Herein lies the contradiction, as states and regulators are not famously comfortable with too much inter-company cooperation. 

‘If we think about agreements where companies would, together, agree to pay attention to minimum working conditions in the developing countries or agree on minimum wages etc, it’s possible that that would be treated as a competition law violation’, says Kuusniemi-Laine, who sees this as ‘one of the most urgent things that should be corrected [in the proposed directive], because if companies on the one hand are told that they need to cooperate, and then on the other there’s a message that if you cooperate we investigate this as a cartel, then this whole thing doesn’t work.’ 

Slot shares some of these competition law concerns: ‘If you’re creating an industry standard, you necessarily have to be speaking amongst the industry, and that always gives rise to concerns that in fact you’re not talking about standards, you’re using it as an opportunity to collude.’ 

So what is the solution to this competition law catch-22? 

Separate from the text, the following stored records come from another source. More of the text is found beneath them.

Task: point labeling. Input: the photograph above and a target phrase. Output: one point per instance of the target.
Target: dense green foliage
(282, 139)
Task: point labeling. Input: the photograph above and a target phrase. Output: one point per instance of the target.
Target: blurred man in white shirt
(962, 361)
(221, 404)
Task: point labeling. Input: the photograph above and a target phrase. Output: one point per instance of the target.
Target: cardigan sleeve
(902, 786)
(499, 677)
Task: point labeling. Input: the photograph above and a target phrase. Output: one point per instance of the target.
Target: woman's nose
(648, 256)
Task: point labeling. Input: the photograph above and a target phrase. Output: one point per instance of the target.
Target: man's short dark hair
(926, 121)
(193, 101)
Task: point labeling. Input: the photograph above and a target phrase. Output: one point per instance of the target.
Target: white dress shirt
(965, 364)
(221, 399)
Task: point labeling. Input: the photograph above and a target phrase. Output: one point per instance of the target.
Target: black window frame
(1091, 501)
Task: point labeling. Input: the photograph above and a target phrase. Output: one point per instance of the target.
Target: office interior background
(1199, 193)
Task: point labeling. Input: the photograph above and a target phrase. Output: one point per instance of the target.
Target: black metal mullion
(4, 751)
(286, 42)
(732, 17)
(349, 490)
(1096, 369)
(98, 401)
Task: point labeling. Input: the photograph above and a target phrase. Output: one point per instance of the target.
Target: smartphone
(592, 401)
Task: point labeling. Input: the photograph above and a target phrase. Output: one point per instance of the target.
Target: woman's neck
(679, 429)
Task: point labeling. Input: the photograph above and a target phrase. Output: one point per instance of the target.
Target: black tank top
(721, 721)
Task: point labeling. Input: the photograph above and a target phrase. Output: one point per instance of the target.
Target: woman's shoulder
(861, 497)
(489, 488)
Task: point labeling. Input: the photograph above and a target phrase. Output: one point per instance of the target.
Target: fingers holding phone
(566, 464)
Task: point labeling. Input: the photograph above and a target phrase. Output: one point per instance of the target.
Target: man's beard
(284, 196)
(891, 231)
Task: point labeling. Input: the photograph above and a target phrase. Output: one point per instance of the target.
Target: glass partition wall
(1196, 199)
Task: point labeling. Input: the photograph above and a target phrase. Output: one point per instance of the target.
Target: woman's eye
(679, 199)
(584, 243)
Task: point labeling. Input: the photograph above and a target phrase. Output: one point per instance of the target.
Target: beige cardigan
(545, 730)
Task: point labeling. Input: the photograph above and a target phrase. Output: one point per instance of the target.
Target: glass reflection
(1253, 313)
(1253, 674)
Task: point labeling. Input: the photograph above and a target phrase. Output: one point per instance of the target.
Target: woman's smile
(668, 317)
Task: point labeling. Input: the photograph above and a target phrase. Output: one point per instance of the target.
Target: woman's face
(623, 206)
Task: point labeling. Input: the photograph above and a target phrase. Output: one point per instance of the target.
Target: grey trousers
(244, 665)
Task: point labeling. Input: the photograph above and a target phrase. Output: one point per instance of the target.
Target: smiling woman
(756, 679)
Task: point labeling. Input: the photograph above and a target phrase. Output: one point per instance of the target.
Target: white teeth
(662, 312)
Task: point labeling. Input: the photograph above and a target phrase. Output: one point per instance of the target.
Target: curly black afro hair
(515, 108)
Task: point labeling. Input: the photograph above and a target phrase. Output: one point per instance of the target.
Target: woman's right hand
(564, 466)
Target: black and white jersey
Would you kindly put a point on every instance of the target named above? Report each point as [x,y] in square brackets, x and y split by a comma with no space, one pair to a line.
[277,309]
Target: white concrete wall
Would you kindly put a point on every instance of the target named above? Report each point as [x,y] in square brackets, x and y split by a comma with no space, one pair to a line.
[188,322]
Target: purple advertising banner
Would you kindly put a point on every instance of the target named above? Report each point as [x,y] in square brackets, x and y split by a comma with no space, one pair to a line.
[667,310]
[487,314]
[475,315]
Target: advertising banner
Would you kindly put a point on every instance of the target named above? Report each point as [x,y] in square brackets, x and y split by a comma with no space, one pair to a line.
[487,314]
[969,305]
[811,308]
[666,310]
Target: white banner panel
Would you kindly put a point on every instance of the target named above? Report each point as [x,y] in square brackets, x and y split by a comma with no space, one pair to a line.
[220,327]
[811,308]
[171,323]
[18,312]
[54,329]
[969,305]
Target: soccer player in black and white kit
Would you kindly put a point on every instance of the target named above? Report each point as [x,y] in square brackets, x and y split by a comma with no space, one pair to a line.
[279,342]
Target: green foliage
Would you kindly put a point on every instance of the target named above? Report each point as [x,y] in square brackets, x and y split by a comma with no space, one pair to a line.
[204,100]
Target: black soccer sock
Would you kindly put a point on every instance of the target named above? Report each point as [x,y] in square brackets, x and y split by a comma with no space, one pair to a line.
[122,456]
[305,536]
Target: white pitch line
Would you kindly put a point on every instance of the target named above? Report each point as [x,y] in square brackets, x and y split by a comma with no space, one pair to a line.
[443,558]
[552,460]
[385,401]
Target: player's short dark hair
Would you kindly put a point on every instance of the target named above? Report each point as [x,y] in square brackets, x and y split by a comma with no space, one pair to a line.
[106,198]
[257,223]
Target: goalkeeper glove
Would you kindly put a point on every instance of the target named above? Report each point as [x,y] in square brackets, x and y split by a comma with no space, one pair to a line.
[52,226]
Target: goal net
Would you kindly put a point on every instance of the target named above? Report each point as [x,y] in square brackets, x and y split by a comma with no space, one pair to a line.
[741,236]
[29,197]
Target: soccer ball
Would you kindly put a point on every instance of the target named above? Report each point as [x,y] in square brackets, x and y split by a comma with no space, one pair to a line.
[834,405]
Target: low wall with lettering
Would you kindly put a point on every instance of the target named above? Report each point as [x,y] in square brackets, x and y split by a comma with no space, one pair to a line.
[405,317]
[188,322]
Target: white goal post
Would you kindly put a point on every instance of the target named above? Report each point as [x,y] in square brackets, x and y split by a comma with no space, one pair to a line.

‘I think it’s not sufficient if we just have this corporate sustainability due diligence directive, because in practice there are issues where companies need to cooperate, and the competition rules should allow this kind of cooperation’, says Kuusniemi-Laine. 

Fortunately, for the possible success of the directive, discussions are underway with the EU Commission on ways the laws and competition rules could be changed to mitigate this contradiction, the aim being, as Kuusniemi-Laine suggests, ‘to allow more cooperation between competitors and to really allow faster and more progressive development, both in terms of the fight against climate change and also in human rights issues.’ 

While some wrestle with the sticky competition law aspects of the directive, another potential hurdle is the legislative process itself. The proposed directive is currently undergoing the EU legislative process and is not expected to be adopted before 2023. Once adopted, EU Member States will have two years to transpose it into national law. 

This process will be far from clear sailing. As Slot suggests, ‘bear in mind that what’s going to happen to this draft is that it has to go through each country’s processes, so it’ll probably be another year before it actually gets reflected in countries’ laws.’ 

Cautious optimism 

Despite these challenges, the proposal is widely seen as a positive move from the EU commission. 

‘I think it’s a big step forward’, says Kuusniemi-Laine, ‘but it’s not sufficient in itself; there are other measures that need to be taken as well’. 

If these other measures can tackle some of the competition law and supply chain issues arising from the proposal, and then navigate the tricky legislative process, then there is optimism that the directive on corporate sustainability can achieve some of its goals. 

Stumbling blocks aside, at its core the directive aims to create a more accountable, responsible and sustainable business world, and whether or not it succeeds in this lofty pursuit, as Slot point out, ‘to the extent that you are driving people into doing due diligence and being transparent, those are never bad things for a functioning market.’